Though experts caution about carrying too much debt, being able to demonstrate your ability
to handle and repay loans is a plus when it comes time to meet with the bankers.
"I advise most companies to wait a few years before borrowing because banks like to see a
three-year history," says Comeau-Shirley. "It doesn't even have to be positive cash flow, but you
have to show growth in revenues and a business plan that shows how you can attain growth in market
share. That requires a realistic plan -something many entrepreneurs don't have."
Garrett agrees that most lenders are looking for positive gains.
"And a lot of that depends on the size of the company and how quickly it is growing," she
says. "For instance, I have one client who was steadily breaking even. Then all of a sudden,
business went through the roof when a product took off nationally. They had to hire more people and
bring in more equipment. Because they could show a growth trend, financial institutions went from
not wanting to lend them a penny to giving them half a million dollars. And next year, they'll
probably borrow more than that."
Cash Is a Good Thing
Once a small business is underway, there are a variety of ways to keep the cash flow coming
without having to takeout loans.
"One of the most common is that the owners re-invest their salaries into the business for
some time," says Comeau-Shirley. "Of course, that's code for not taking any money out. But you need
to get to the point where there's an inflow of cash that you can show to a lender when the time
comes."
Today's technology plays a major role in helping small businesses cut expenses.

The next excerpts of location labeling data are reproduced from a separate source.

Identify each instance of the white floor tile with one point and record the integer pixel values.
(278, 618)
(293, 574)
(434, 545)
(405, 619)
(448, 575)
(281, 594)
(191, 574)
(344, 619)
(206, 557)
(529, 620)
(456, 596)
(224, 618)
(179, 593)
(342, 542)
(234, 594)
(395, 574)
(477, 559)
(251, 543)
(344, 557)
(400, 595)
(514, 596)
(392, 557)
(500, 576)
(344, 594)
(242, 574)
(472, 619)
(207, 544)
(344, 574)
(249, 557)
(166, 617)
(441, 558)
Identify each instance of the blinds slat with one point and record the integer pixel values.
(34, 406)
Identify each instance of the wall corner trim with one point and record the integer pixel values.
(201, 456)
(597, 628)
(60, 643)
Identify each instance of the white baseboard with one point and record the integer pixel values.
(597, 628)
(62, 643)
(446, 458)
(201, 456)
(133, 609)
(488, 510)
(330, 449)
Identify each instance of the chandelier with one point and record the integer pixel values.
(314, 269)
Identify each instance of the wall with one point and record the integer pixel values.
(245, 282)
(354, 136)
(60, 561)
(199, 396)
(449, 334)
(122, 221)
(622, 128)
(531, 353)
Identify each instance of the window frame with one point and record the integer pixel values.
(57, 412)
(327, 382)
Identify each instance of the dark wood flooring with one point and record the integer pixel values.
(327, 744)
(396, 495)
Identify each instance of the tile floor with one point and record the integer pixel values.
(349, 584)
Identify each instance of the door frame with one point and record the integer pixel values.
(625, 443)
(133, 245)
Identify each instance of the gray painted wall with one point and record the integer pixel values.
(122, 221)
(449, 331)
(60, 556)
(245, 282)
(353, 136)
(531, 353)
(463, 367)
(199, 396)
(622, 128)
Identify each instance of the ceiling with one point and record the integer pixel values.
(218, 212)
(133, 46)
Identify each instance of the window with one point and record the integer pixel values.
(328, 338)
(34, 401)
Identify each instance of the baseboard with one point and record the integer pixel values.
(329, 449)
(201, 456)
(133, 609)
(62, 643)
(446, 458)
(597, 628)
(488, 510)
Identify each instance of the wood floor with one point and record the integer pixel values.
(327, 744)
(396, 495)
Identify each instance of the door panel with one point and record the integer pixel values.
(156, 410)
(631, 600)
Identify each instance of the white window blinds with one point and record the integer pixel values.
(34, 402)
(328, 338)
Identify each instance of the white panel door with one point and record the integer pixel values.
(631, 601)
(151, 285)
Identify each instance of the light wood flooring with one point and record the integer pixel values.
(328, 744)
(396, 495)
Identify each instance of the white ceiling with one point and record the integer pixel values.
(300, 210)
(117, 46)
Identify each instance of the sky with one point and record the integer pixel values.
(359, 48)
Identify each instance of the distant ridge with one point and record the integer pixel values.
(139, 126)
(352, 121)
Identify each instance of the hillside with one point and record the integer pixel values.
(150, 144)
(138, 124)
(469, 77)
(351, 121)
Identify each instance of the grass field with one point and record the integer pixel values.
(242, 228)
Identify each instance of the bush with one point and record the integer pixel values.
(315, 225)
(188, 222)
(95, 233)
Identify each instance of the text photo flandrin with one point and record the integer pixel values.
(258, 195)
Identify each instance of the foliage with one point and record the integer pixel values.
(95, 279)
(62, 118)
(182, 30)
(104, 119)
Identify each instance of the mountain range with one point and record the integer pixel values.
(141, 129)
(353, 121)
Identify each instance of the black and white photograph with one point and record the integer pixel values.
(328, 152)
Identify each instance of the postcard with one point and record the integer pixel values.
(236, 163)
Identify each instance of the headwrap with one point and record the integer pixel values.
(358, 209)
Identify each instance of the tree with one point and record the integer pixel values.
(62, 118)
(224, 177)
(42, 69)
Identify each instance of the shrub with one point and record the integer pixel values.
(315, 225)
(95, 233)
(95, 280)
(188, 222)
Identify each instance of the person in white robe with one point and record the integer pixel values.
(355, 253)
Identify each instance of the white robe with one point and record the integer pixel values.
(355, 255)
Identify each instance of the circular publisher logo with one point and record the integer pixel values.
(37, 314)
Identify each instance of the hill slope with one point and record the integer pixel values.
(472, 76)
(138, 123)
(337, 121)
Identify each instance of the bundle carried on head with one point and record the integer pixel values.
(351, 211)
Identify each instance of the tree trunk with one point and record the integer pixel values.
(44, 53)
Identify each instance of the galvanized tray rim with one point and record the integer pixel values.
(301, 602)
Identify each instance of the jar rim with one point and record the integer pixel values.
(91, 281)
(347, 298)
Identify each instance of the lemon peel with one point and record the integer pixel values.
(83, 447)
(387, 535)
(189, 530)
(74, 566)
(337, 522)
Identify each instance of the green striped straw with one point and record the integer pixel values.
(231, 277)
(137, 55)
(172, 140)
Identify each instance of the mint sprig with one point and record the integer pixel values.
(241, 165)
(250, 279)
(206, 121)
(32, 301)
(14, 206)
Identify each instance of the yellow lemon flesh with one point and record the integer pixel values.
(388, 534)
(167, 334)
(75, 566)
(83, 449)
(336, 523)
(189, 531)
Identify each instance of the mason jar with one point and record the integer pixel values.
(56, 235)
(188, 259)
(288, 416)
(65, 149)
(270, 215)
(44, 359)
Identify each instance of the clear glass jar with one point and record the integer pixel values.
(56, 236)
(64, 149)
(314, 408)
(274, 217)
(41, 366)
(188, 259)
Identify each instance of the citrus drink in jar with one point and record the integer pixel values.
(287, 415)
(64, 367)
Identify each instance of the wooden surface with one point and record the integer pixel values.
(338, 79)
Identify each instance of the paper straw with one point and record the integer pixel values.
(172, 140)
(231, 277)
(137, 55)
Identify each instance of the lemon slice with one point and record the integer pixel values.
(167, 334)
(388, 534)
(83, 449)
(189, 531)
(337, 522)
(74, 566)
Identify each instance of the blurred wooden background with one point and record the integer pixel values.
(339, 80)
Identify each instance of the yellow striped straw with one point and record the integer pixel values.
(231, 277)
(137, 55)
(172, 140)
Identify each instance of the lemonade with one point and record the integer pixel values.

"Setting up an office has become much more affordable as technology prices drop," says
Comeau-Shirley. "Even setting up your own Web site is fairly simple. There is software now that
allows you to get your name out there, send out fliers and add that air of credibility that a Web
address gives you, without having to hire someone for $30,000 to come up with a design."
Will having some debt be a deterrent to a lender giving you more? Not necessarily, says
Comeau-Shirley. "Some amount of debt is fine. If a company comes in with debt, but the lender has
faith in the company, they'll have faith that the debt will be taken care of."
"Some debt is not a bad thing," agrees Garrett. "But you have to manage it, just as you do
your assets. In a way, a little debt is almost a kicker to keep things real."
The Right Write-Off
One of the lures of owning a business is the idea of taking write-offs for expenses and
losses. But before you start thinking that you'll never pay taxes again, talk to an expert.
"Unfortunately with tax law, there's always a caveat," says Kathie Gottlieb, a partner with
Donner, Weiser & Associates, who works largely with small and new businesses. "Everything has a
'but' on it. It's always better to get your question about a write-off answered first than to try
to undo something later."
One of the most common questions Gottlieb fields is about home offices. "You can't have
access to or use of another office," says Gottlieb. "If you don't, then you can also consider your
expenses - from mortgage to pest control - and take a percentage deduction based on your square
footage."
The "but" is that the office must be used exclusively for business; it can't be a corner of
the kitchen.
Another frequently asked question has to do with vehicle purchases. "Generally, an auto has
limits on how much you can write off each year," says Gottlieb. "But a vehicle of more than 6,000
pounds that was put in service before October 2004 could be written off 100 percent. That meant a
lot of people were out buying Hummers and SUVs. That amount has now dropped so the write-off limit
is $25,000, which is still good."
But whether you're treating a client to dinner at a five-star restaurant, buying a fancy
laptop or eyeing a new car, one rule always applies to write-offs, Gottlieb cautions. "Never let
the tax benefits outweigh common sense."